Les messages de la station militaire russe à ondes courtes UVB-76 (souvent appelée « Le Buzzer ») semblent suivre la même structure cryptographique que celle observée lors des précédents exercices d’alerte maximale ou de préparation.

Chaque ligne comprend un horodatage, suivi d’une chaîne commençant par « NZhTI », d’une série de cinq chiffres, d’un nom de code (par exemple, UTKOROY, VESEL’E), puis de deux séries de quatre chiffres.

Historiquement, ce format correspond aux vérifications de l’état de préparation du commandement nucléaire, aux alertes de mobilisation ou aux signaux des forces stratégiques, mais son contenu n’est jamais officiellement décodé, car le système repose sur un chiffrement à usage unique : seul le destinataire disposant du bloc correspondant peut déchiffrer les instructions.
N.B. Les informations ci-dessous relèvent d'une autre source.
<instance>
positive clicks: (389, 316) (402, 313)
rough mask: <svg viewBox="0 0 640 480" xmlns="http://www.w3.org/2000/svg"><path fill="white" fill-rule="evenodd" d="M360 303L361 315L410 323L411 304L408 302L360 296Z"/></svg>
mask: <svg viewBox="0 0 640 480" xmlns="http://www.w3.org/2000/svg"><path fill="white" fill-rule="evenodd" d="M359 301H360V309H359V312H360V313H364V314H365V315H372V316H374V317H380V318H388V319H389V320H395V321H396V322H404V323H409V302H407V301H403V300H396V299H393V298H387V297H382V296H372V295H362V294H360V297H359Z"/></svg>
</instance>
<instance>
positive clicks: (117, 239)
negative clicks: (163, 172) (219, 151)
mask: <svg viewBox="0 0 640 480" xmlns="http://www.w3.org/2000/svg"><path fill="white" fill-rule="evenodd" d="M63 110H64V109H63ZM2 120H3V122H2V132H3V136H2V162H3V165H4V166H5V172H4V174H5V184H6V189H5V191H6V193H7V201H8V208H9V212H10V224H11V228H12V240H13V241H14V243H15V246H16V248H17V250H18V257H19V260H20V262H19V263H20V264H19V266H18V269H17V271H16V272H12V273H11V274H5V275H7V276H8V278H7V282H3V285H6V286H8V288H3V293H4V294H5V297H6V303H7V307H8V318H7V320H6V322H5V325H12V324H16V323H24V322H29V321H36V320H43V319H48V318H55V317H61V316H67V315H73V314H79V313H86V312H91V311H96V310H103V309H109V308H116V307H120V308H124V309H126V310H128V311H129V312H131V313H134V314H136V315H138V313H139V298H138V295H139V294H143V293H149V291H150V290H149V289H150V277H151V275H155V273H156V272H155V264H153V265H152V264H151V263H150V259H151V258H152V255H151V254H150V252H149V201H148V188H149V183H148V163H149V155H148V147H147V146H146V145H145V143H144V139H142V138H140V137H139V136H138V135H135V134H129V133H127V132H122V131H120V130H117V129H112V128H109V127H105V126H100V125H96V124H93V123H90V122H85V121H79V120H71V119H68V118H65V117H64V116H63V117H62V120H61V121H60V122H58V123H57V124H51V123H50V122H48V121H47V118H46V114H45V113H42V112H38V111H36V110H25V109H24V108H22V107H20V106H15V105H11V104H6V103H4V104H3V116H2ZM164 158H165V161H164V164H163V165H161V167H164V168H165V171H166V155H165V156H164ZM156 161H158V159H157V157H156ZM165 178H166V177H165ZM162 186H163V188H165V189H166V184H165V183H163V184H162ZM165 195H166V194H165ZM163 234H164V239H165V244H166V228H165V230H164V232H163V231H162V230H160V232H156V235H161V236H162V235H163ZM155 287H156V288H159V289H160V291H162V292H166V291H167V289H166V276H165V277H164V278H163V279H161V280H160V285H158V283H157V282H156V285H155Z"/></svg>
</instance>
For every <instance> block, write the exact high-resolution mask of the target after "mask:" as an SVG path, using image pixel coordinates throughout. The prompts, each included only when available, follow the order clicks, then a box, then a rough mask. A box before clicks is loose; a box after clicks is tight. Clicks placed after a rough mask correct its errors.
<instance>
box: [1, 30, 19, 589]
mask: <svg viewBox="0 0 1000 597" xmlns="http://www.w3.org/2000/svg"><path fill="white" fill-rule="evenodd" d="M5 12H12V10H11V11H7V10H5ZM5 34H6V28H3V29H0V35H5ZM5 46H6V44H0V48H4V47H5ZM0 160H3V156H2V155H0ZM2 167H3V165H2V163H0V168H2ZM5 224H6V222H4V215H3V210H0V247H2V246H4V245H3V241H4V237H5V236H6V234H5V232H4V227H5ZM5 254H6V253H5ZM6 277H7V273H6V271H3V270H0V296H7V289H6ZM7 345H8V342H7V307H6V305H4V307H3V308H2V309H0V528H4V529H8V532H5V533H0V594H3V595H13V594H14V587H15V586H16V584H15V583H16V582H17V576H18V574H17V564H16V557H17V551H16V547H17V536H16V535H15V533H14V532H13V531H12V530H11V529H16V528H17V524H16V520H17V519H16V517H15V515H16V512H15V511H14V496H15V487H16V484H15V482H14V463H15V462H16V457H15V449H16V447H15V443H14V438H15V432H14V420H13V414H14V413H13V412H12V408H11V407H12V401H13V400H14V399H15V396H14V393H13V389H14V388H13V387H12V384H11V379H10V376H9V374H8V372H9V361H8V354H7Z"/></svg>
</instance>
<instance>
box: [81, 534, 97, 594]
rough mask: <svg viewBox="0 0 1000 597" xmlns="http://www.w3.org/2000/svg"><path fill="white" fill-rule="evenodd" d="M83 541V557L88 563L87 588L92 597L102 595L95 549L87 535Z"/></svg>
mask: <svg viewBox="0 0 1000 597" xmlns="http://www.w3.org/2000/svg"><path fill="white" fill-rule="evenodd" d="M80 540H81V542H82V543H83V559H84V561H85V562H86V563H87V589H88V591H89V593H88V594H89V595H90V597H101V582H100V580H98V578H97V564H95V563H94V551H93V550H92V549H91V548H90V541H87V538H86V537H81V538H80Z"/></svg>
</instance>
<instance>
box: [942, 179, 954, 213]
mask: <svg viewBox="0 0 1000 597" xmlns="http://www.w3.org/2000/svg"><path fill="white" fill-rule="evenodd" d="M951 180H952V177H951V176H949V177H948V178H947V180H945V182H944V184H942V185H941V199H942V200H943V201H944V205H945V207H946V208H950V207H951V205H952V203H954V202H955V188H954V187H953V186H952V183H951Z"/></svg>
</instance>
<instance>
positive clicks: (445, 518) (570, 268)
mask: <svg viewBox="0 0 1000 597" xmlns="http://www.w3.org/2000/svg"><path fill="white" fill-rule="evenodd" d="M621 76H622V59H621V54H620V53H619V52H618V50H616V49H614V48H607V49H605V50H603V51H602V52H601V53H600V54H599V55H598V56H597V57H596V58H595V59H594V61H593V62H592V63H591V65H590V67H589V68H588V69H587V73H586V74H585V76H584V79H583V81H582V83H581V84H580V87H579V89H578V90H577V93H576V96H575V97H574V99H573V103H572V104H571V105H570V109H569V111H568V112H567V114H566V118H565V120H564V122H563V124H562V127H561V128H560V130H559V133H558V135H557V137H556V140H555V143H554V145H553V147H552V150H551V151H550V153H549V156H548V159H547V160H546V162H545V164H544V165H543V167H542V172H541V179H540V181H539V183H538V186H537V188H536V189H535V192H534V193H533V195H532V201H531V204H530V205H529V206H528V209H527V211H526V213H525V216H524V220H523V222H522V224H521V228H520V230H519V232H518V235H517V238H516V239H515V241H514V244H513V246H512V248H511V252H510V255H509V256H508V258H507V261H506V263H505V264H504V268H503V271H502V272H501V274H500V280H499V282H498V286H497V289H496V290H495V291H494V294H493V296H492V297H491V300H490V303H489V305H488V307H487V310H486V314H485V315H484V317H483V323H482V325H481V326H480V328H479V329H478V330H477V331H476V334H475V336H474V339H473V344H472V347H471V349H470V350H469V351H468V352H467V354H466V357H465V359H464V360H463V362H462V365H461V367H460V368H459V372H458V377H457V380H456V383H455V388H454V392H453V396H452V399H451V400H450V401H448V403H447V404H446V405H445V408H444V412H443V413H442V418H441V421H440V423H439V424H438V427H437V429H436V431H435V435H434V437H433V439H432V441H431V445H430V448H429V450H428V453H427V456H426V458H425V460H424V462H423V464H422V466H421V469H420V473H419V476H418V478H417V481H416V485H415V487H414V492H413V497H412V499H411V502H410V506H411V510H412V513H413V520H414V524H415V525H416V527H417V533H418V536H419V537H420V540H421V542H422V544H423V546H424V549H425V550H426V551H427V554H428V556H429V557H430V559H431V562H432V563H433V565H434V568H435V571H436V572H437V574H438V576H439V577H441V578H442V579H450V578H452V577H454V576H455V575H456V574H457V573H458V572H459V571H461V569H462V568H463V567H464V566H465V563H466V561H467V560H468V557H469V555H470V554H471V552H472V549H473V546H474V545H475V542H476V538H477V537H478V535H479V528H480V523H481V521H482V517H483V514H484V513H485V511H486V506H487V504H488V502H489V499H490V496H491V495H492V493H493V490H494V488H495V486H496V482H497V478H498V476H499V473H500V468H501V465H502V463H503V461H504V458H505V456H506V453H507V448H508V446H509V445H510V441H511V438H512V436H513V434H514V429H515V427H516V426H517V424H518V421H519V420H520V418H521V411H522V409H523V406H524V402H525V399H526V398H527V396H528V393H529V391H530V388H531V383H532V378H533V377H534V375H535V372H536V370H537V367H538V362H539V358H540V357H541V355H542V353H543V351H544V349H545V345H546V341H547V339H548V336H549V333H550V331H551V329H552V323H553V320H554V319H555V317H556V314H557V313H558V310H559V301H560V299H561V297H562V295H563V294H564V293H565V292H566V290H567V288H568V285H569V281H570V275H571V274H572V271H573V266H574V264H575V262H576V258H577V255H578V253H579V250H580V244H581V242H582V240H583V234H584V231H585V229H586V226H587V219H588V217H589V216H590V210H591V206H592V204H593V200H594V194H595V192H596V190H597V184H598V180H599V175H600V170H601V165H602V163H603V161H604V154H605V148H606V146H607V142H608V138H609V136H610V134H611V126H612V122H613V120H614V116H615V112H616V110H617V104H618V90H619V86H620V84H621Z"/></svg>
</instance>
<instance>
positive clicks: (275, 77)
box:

L’apparition soudaine de huit messages codés distincts en une seule journée est extrêmement rare et pourrait refléter une posture opérationnelle renforcée.

Cette fréquence a historiquement été corrélée à des événements tels que les exercices de l’OTAN près des frontières russes, les accidents stratégiques ou les moments où la doctrine russe exige une démonstration de continuité des communications gouvernementales lors des transmissions nucléaires (conformément à sa doctrine déclassifiée du « Périmètre »).

Dans le contexte des frappes ukrainiennes simultanées sur des aérodromes de bombardiers stratégiques et de l’escalade des troubles internes, ces émissions UVB-76 pourraient représenter soit une vérification des canaux d’alerte des forces nucléaires, soit une démonstration symbolique de préparation aux adversaires.

Quoi qu’il en soit, cela suggère que la Russie active désormais des systèmes de communication stratégique auparavant réservés aux scénarios les plus graves.